Biobanks established prior to the 1990s were largely standalone physical entities that stored biosamples but very little associated data. While this helped with a basic need for making it easier to obtain samples from previously banked specimens, demand for greater quantities and types of biosamples over the next couple of decades saw a movement towards networked biobanks in order to provide a more comprehensive repository for researchers. The amount of sample-related clinical data being collected also increased over time. Initially these networks were still physical entities but one that allowed access to a broader range of biospecimens. However, with the emergence of precision medicine and growing specificity in research, even these physical networked biobanks began to fall short of being able to meet the highly specific sample requirements of the research community. Additional reach was required beyond what individual entities were able to provide and this led to the evolution of virtual biobanks. 

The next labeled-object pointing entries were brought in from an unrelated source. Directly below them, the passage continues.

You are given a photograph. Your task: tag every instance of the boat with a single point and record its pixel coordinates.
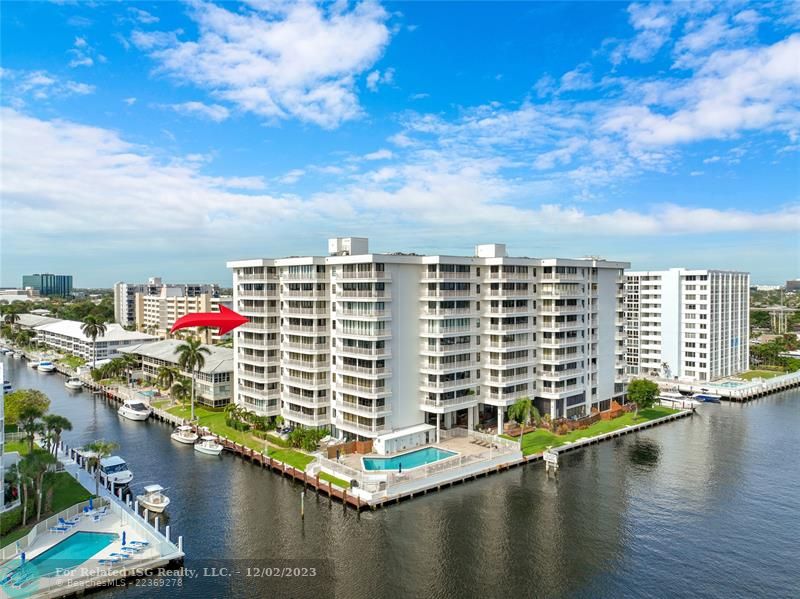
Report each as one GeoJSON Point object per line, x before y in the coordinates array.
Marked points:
{"type": "Point", "coordinates": [208, 444]}
{"type": "Point", "coordinates": [114, 469]}
{"type": "Point", "coordinates": [153, 498]}
{"type": "Point", "coordinates": [133, 409]}
{"type": "Point", "coordinates": [184, 434]}
{"type": "Point", "coordinates": [707, 397]}
{"type": "Point", "coordinates": [73, 382]}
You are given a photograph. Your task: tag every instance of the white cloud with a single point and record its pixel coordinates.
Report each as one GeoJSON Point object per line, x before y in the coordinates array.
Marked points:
{"type": "Point", "coordinates": [279, 61]}
{"type": "Point", "coordinates": [213, 112]}
{"type": "Point", "coordinates": [382, 154]}
{"type": "Point", "coordinates": [40, 85]}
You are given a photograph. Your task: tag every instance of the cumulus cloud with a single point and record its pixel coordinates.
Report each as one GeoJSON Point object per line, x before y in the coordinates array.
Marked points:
{"type": "Point", "coordinates": [278, 60]}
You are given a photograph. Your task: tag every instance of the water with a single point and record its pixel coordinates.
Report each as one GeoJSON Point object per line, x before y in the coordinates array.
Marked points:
{"type": "Point", "coordinates": [66, 555]}
{"type": "Point", "coordinates": [702, 507]}
{"type": "Point", "coordinates": [409, 460]}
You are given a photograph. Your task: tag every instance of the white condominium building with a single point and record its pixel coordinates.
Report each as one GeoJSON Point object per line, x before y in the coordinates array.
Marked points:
{"type": "Point", "coordinates": [687, 324]}
{"type": "Point", "coordinates": [125, 295]}
{"type": "Point", "coordinates": [369, 343]}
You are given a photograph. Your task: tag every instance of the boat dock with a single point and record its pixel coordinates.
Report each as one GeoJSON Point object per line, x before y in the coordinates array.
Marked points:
{"type": "Point", "coordinates": [737, 391]}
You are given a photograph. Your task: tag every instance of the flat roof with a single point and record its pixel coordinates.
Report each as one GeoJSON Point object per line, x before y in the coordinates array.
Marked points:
{"type": "Point", "coordinates": [409, 430]}
{"type": "Point", "coordinates": [219, 360]}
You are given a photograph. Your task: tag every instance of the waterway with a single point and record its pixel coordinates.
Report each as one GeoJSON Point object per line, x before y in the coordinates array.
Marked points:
{"type": "Point", "coordinates": [706, 506]}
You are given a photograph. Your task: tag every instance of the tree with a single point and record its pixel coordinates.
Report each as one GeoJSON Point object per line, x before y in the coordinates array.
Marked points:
{"type": "Point", "coordinates": [643, 393]}
{"type": "Point", "coordinates": [99, 450]}
{"type": "Point", "coordinates": [180, 390]}
{"type": "Point", "coordinates": [166, 376]}
{"type": "Point", "coordinates": [21, 398]}
{"type": "Point", "coordinates": [523, 411]}
{"type": "Point", "coordinates": [40, 462]}
{"type": "Point", "coordinates": [29, 420]}
{"type": "Point", "coordinates": [54, 425]}
{"type": "Point", "coordinates": [93, 328]}
{"type": "Point", "coordinates": [191, 358]}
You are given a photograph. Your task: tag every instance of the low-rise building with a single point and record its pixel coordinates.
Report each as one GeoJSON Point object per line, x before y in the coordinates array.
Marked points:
{"type": "Point", "coordinates": [213, 383]}
{"type": "Point", "coordinates": [68, 336]}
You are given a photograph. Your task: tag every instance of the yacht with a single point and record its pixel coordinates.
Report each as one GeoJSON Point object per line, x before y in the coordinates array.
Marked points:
{"type": "Point", "coordinates": [208, 444]}
{"type": "Point", "coordinates": [46, 366]}
{"type": "Point", "coordinates": [153, 498]}
{"type": "Point", "coordinates": [707, 397]}
{"type": "Point", "coordinates": [114, 469]}
{"type": "Point", "coordinates": [184, 434]}
{"type": "Point", "coordinates": [73, 382]}
{"type": "Point", "coordinates": [133, 409]}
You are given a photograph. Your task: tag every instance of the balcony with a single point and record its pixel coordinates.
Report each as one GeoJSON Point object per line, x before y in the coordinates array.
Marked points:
{"type": "Point", "coordinates": [361, 409]}
{"type": "Point", "coordinates": [366, 275]}
{"type": "Point", "coordinates": [350, 350]}
{"type": "Point", "coordinates": [363, 294]}
{"type": "Point", "coordinates": [440, 406]}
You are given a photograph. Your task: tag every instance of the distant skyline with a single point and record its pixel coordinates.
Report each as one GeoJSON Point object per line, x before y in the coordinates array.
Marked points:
{"type": "Point", "coordinates": [163, 139]}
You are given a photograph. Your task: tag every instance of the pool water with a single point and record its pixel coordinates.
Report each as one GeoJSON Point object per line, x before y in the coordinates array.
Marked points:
{"type": "Point", "coordinates": [66, 555]}
{"type": "Point", "coordinates": [412, 459]}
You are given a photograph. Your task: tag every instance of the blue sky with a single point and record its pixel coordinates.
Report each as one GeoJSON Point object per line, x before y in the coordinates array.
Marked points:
{"type": "Point", "coordinates": [166, 138]}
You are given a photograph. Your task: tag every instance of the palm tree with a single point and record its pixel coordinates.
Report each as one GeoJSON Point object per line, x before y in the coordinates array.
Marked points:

Virtual biobanks provide centralized, electronic access to databases of biospecimens and associated data from a federated network of repositories. This process does not require physical aggregation of the samples from the various biobanks but reaching a sample size that is statistically more significant becomes more feasible, even for highly specific criteria. This is often not possible when researchers are relying only on biobanks that they are familiar with due to proximity or past experience and is a much more efficient process than having to reach out to multiple biobanks individually to find matching samples.

Virtual biobanks do not come without their share of concerns. Some considerations to keep in mind are:

  • Ensuring standardized oversight and quality control of participating biobanks

  • Facilitating consistency in data characterization and annotation across disparate biorepositories

  • Addressing ethical concerns and regulatory issues such as patient privacy and appropriate consenting procedures

  • Enabling an appropriate level of visibility into sample usage by recipients and credit for original sample owners

  • Managing financial issues such as initial funding, ongoing financial sustainability, and pricing concerns


Ideally a virtual biobank should be set up such that a central portal provides access to query, and view, details from a broad base of repositories along with information about the biobank and samples, and the ability to communicate directly with the biobank administrator. When a request is placed through the virtual network, it is routed to the appropriate entity(ies) and subsequent sample processing and distribution occurs at the source where the sample is stored. In this manner, a virtual biobank combines the best of both worlds – providing researchers centralized access to a broad set of samples from across disparate banks while allowing the individual entities to retain their standard controls and best practices around storing, processing and distributing of samples. As biobanks move past the original funding obtained from the government, foundations or healthcare institutions, there is greater need than ever to be more self-sustainable and virtual biobanks provide much greater reach thus creating a valuable case for sustainability. Technological controls around tracking and auditing also ensure appropriate visibility for sample owners.

The trends discussed above are global and many countries are making great strides towards instituting large-scale biobanking networks in addition to the existing and emerging regional, disease-specific and institutional banking efforts. There is a wealth of information in each repository and the ability to provide bridges across multiple such efforts will provide unprecedented advantages to translational and clinical research efforts across the globe.